The report found that the utility, FirstEnergy, and the regional agency that was supposed to be overseeing it, the Midwest Independent Transmission System Operator, also failed to contact neighboring power companies as the system unraveled, a violation of one of the essential rules governing the operation of the nation's power grid. And the government officials who released the report charged that the worsening series of transmission line failures that drove the wider collapse of power were the result in part of a failure by FirstEnergy to do the most basic maintenance of the company's transmission lines — namely the trimming of trees underneath and alongside the lines.

At each turn on Aug. 14, the 124-page document says, human inaction made matters worse, until a system collapse struck with such force and speed that it surged from Ohio into Michigan, Ontario and New York in a matter of seconds.

"This blackout was largely preventable," said Energy Secretary Spencer Abraham, who headed the inquiry, along with Herbert Dhaliwal, the Canadian minister of natural resources. "A number of relatively small problems combined to create a very big one."

The blackout spread through eight states and vast parts of Ontario, disrupting the lives of millions of people and inflicting billions of dollars in economic losses.

Mr. Abraham and Mr. Dhaliwal, in releasing the most definitive official account of the calamity to date, repeatedly emphasized the need for an enforceable set of operating standards for the electrical grid, with violations punishable by monetary penalties, for power companies and the entities that supervise them, independent system operators.
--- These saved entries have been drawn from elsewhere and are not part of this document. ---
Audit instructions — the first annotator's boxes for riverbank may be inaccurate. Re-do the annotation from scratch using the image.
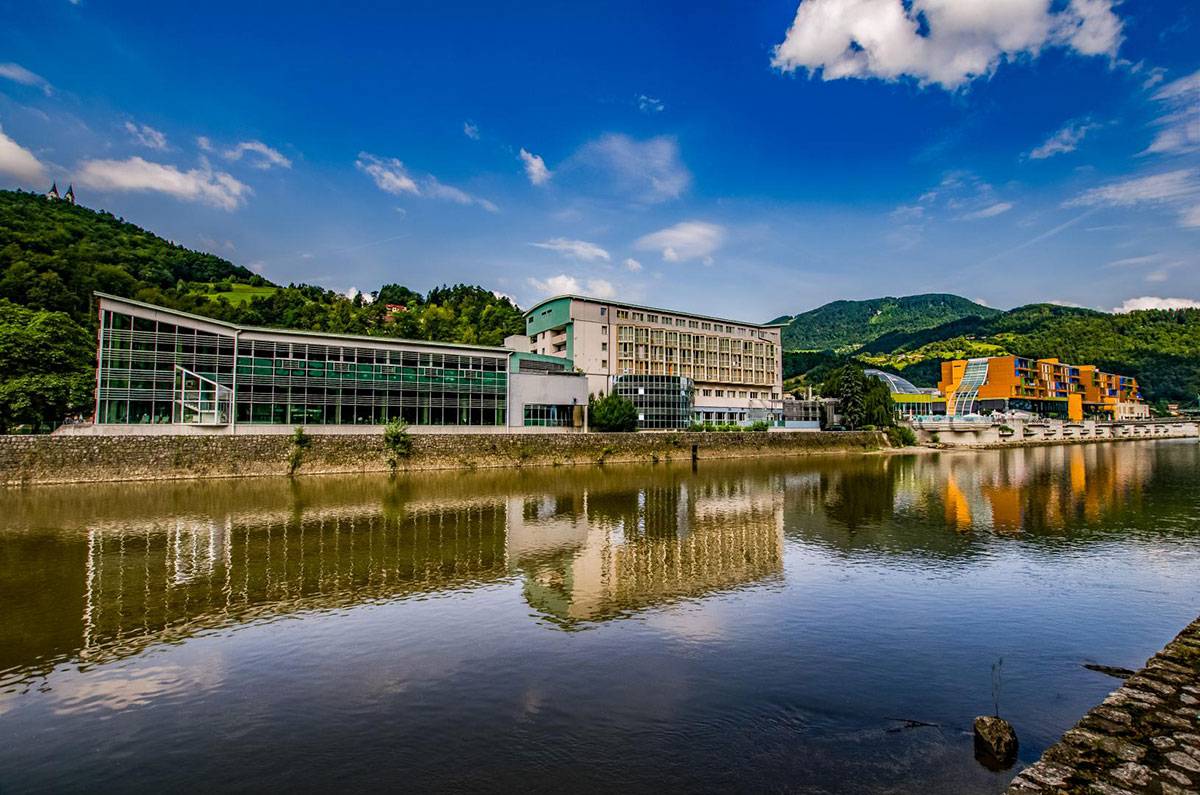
[1008,615,1200,794]
[0,429,886,486]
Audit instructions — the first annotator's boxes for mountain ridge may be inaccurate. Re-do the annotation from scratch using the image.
[772,293,1000,351]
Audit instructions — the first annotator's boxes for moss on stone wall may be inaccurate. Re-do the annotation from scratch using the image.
[0,431,885,486]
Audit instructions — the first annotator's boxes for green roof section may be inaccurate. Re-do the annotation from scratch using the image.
[522,294,787,329]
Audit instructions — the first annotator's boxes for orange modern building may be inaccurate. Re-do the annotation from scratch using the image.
[939,356,1147,421]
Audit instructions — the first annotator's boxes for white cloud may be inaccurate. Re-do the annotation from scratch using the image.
[422,175,499,212]
[356,152,419,195]
[637,94,665,113]
[76,156,251,211]
[527,274,615,299]
[586,278,616,298]
[463,121,480,140]
[196,136,213,152]
[0,62,52,95]
[1028,120,1101,159]
[124,121,168,151]
[528,274,581,295]
[961,201,1013,220]
[1113,296,1200,313]
[636,221,724,263]
[1182,204,1200,229]
[1048,299,1088,308]
[519,148,552,185]
[356,151,497,211]
[573,134,691,203]
[771,0,1123,91]
[531,238,610,261]
[623,257,643,272]
[0,124,46,182]
[223,140,291,170]
[1104,254,1160,268]
[1066,169,1200,227]
[1143,70,1199,156]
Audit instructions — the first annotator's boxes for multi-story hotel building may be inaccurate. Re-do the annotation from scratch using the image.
[511,295,785,428]
[940,355,1148,421]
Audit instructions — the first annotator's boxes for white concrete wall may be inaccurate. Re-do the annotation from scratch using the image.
[508,372,590,428]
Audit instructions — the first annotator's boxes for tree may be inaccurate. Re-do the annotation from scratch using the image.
[589,392,638,432]
[835,365,866,430]
[0,300,94,432]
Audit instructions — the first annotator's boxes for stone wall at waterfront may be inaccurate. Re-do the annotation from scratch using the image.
[0,430,886,486]
[1008,615,1200,794]
[912,417,1199,448]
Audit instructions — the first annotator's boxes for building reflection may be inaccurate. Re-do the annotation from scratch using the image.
[1,468,785,680]
[75,500,510,668]
[509,478,785,625]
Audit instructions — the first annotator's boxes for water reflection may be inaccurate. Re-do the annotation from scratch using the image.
[0,441,1191,687]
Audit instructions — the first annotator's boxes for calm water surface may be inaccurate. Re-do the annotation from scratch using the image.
[2,440,1199,793]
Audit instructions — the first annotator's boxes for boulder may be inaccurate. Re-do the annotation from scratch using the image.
[974,715,1018,770]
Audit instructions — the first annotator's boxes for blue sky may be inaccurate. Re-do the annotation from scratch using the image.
[1,0,1197,321]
"If the voluntary reliability standards had been complied with, we wouldn't have had a problem," Mr. Dhaliwal said. Describing the grid as a chain of connected systems, he said, "We have to make sure we don't have weak links in the chain that affect others."
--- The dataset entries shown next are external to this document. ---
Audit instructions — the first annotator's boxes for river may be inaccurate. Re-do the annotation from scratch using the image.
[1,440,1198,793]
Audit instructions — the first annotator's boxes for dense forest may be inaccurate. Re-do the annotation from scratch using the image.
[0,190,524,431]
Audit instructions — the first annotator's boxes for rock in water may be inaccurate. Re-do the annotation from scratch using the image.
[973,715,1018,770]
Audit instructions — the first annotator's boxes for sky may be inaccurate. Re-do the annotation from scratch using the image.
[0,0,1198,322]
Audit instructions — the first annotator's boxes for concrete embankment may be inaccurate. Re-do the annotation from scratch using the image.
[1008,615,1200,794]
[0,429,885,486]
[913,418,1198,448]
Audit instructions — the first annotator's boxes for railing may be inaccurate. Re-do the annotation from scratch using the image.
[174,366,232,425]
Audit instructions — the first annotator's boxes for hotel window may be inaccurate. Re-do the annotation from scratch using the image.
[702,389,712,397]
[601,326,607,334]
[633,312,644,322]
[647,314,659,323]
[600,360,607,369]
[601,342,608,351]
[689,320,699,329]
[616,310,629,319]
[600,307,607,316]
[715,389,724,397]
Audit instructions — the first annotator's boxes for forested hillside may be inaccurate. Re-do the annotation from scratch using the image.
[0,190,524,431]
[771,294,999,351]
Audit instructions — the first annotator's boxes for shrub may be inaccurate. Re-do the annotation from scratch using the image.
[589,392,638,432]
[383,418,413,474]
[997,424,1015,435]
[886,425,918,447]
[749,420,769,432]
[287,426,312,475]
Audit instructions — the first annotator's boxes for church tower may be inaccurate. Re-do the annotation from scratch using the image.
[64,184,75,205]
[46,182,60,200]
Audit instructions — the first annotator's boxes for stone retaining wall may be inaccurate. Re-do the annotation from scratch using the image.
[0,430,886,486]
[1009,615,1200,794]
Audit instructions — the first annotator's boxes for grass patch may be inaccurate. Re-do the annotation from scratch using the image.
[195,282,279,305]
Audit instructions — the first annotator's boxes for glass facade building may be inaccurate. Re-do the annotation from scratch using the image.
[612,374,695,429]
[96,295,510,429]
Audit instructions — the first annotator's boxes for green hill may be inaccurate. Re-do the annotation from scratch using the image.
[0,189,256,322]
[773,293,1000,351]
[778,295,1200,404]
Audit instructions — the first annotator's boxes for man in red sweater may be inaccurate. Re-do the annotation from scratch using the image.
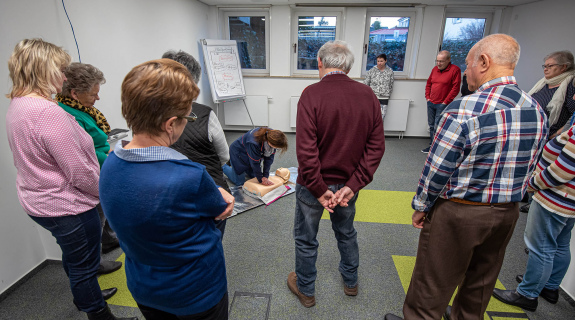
[422,50,461,153]
[287,40,385,308]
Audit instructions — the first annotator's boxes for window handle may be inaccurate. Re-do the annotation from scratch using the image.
[293,43,297,53]
[364,44,368,54]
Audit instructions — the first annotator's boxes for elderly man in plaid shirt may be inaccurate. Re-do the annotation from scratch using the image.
[385,34,548,320]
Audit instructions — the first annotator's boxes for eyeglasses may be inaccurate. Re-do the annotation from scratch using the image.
[542,64,560,69]
[178,112,197,122]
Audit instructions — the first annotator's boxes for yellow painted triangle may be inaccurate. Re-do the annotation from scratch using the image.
[391,255,528,319]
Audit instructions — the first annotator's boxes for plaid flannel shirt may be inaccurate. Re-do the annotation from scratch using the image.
[412,76,548,212]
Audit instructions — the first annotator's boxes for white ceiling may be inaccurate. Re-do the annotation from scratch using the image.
[198,0,542,7]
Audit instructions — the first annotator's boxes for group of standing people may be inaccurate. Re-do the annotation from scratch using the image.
[5,35,575,320]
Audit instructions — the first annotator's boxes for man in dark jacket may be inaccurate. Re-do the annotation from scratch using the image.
[164,50,231,237]
[287,40,385,308]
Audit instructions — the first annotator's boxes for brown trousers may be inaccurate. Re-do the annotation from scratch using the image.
[403,198,519,320]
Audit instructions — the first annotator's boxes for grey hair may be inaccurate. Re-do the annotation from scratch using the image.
[472,34,520,68]
[317,40,354,73]
[438,50,451,60]
[544,50,574,72]
[61,62,105,97]
[162,50,201,83]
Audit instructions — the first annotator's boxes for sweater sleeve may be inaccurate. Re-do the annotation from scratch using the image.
[296,92,328,198]
[529,127,575,192]
[192,168,229,218]
[262,153,275,178]
[345,95,386,193]
[247,142,264,182]
[207,111,230,165]
[364,69,372,86]
[425,70,433,100]
[444,69,462,105]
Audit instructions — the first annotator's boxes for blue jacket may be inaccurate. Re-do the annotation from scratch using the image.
[100,144,228,315]
[229,127,275,182]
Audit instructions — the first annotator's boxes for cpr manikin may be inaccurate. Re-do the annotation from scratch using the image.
[242,168,290,198]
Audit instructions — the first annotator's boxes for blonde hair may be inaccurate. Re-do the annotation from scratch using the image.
[122,59,199,135]
[7,39,71,98]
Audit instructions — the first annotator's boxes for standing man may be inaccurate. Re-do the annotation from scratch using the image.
[365,53,395,121]
[384,34,547,320]
[288,40,385,308]
[422,50,461,153]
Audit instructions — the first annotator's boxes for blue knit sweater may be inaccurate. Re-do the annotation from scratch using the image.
[100,143,228,315]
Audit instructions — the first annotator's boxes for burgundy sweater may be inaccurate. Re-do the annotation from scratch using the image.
[296,74,385,198]
[425,63,461,105]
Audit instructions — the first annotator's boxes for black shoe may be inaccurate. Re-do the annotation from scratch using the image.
[102,240,120,254]
[492,288,538,312]
[520,203,530,213]
[98,261,122,275]
[87,304,138,320]
[421,146,431,153]
[515,275,559,304]
[384,314,403,320]
[102,287,118,300]
[443,305,451,320]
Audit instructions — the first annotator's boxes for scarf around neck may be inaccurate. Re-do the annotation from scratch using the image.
[56,93,111,134]
[528,70,575,126]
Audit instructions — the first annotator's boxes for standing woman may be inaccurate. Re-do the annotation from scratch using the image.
[223,127,288,186]
[5,39,136,320]
[56,62,122,276]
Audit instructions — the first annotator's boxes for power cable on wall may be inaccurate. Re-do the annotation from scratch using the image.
[61,0,81,62]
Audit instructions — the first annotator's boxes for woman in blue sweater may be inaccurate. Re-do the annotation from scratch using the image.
[99,59,234,319]
[223,127,288,186]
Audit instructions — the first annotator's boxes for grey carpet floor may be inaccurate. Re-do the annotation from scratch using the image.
[1,133,574,320]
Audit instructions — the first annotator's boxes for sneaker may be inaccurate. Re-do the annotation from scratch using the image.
[344,284,358,296]
[421,146,431,153]
[287,272,315,307]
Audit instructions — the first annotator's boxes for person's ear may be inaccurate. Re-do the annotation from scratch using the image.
[70,89,79,101]
[479,53,490,72]
[163,116,179,134]
[317,57,323,69]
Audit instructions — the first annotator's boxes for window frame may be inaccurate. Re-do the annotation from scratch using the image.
[291,8,344,76]
[222,9,271,75]
[361,9,417,78]
[439,10,493,73]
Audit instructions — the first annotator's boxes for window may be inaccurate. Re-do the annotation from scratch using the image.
[362,11,416,78]
[292,10,342,75]
[440,12,492,72]
[224,10,270,75]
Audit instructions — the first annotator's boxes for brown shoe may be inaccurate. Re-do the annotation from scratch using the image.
[287,272,315,307]
[344,284,358,296]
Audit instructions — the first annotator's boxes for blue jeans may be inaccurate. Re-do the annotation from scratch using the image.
[29,208,105,313]
[517,200,575,298]
[427,101,447,145]
[222,163,251,186]
[293,183,359,296]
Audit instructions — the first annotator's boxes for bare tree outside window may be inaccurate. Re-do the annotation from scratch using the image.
[441,18,486,71]
[366,17,411,72]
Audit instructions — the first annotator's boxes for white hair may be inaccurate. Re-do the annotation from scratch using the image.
[472,34,520,68]
[317,40,354,72]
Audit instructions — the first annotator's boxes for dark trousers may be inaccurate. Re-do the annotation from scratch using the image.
[29,208,105,313]
[137,292,228,320]
[426,102,447,146]
[403,198,519,320]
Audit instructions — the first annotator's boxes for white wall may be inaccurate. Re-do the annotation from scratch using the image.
[0,0,211,295]
[506,0,575,299]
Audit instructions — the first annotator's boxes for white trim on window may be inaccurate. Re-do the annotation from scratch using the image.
[222,9,270,75]
[291,8,344,76]
[362,9,417,79]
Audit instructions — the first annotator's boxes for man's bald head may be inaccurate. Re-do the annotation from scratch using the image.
[471,34,520,68]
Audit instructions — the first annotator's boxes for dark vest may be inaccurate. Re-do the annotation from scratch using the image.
[171,103,230,192]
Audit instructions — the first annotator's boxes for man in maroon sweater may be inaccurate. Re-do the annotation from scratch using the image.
[422,50,461,153]
[287,40,385,308]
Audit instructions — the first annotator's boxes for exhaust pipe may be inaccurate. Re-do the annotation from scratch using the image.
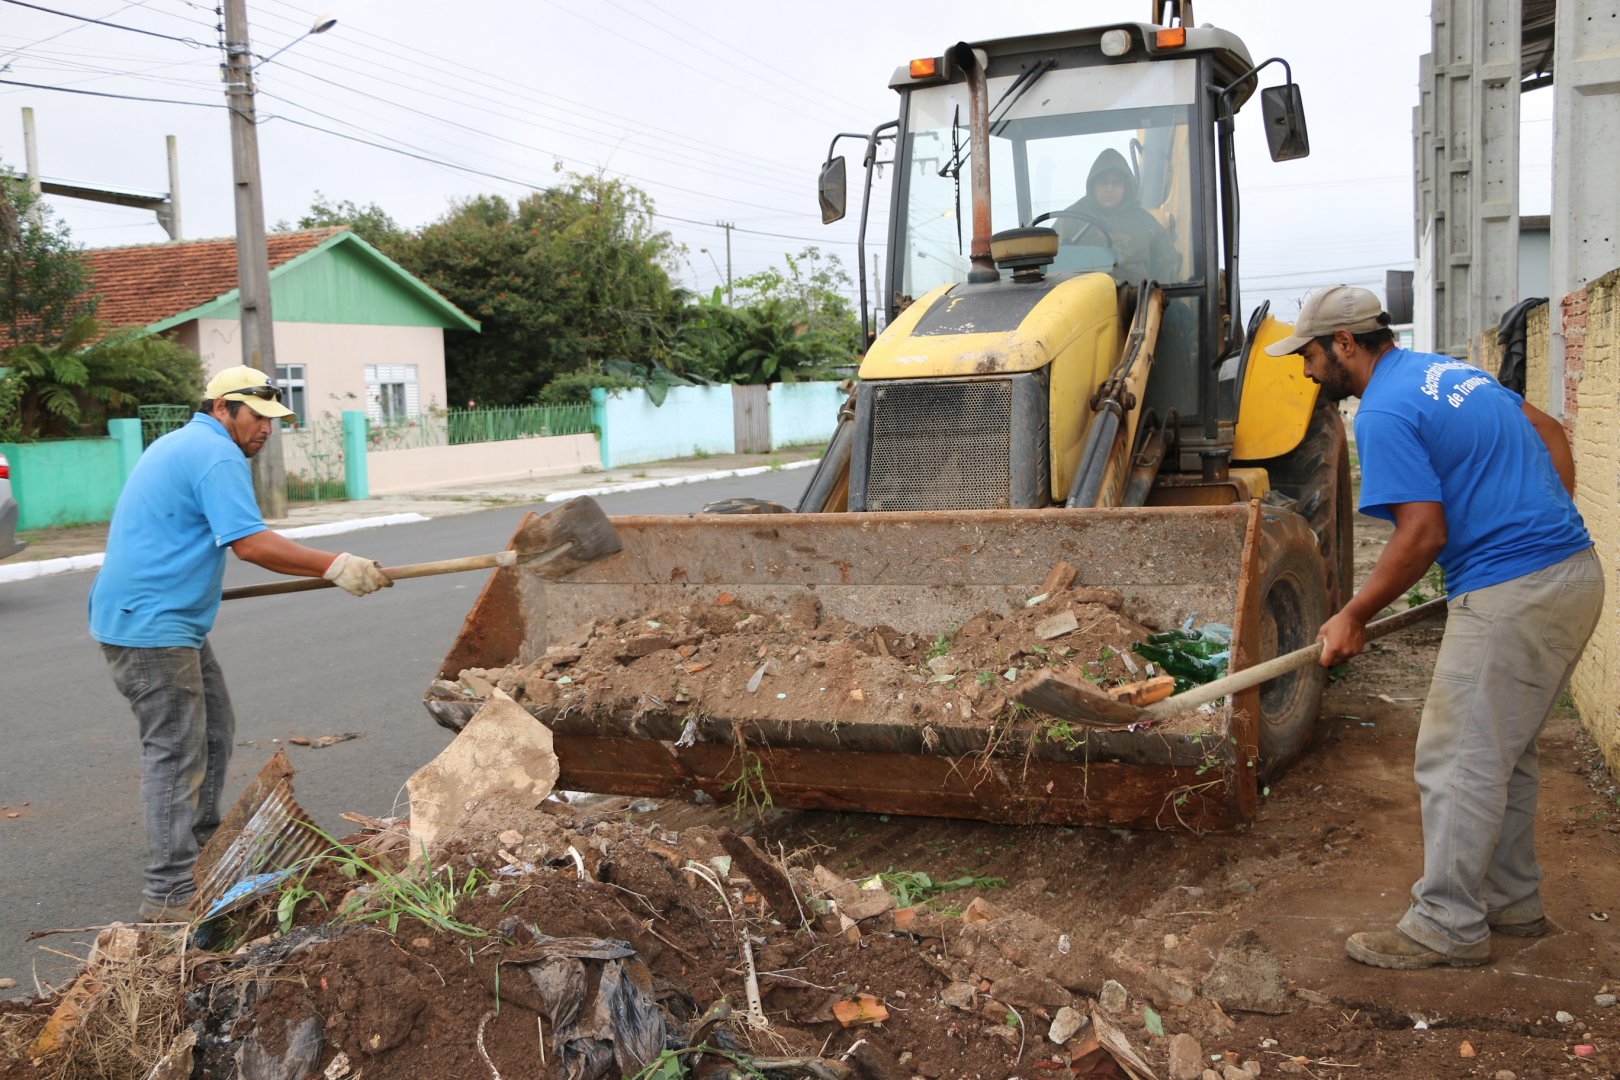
[950,43,999,285]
The energy bill passed by the House on Monday would allow for an enforceable set of rules, to be drafted by an industry group, the North American Electric Reliability Council. (Mr. Abraham and Mr. Dhaliwal said they favored enforceable standards but their report today had no recommendations. Those will come later this year at the earliest, they said.) It would also give the council the power to audit the practices of power companies and system operators, which Michehl R. Gent, the group's president, said was more important than penalties. "I'm into performance, not fines," he said.
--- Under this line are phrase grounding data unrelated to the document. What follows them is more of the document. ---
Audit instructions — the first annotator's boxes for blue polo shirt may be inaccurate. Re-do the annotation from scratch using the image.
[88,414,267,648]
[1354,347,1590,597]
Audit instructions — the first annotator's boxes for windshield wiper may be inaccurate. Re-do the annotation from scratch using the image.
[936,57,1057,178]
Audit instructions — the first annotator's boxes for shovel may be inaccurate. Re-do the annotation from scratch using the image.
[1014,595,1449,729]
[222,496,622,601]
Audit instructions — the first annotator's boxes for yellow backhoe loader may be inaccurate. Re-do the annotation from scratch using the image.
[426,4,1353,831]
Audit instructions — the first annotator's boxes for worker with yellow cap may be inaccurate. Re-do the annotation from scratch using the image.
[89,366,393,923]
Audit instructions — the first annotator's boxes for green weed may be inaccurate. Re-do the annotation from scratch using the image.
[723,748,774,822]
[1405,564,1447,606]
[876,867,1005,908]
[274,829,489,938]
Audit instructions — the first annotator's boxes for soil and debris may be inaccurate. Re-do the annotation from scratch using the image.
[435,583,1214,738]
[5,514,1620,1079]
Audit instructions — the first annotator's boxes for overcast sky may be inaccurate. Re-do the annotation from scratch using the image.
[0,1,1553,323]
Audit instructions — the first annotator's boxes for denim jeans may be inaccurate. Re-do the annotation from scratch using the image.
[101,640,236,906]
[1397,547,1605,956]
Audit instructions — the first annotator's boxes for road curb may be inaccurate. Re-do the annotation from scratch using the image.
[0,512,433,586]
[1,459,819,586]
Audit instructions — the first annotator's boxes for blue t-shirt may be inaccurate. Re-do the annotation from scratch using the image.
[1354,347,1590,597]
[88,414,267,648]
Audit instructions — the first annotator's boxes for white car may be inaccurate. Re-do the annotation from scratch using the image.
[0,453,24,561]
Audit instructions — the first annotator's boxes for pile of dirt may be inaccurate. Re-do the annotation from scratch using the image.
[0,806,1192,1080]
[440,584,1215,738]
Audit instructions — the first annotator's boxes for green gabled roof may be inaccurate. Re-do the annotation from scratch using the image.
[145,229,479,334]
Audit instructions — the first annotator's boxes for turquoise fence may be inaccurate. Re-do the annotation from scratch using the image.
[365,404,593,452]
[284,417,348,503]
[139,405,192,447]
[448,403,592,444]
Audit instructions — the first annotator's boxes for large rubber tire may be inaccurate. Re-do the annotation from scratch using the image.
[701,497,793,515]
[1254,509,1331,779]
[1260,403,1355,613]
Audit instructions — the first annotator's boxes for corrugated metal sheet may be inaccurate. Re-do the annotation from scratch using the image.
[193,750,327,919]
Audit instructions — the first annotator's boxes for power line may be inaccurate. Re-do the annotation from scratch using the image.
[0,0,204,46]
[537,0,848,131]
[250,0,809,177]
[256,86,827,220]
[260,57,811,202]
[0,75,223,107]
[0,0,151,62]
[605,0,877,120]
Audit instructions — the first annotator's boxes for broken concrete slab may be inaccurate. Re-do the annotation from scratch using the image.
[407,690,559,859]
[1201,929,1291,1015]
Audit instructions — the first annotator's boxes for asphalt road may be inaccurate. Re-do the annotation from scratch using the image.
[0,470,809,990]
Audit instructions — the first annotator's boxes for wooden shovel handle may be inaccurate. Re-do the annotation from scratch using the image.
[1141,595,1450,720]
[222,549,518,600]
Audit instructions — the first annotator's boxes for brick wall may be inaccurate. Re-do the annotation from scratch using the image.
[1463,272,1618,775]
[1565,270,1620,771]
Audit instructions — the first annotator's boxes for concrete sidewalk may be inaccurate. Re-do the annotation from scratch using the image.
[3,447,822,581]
Mr. Gent said the blackout also showed that his group's rules needed to be more explicit about requiring that power companies and I.S.O.'s have sophisticated, comprehensive computer systems for monitoring their power lines and detecting problems. The Midwest I.S.O., a relatively new agency, has less effective systems than its counterparts in the Northeast.

Mr. Abraham repeatedly declined to answer questions about what penalty, if any, FirstEnergy might or should face, adding that it might be up to state regulators. But with the report putting the blame so squarely on FirstEnergy, others jumped in. Saying that "FirstEnergy needs to be held accountable," Representative Eliot L. Engel of New York said the company should pay reparations to power companies, so that they can, in turn, reimburse customers for their losses.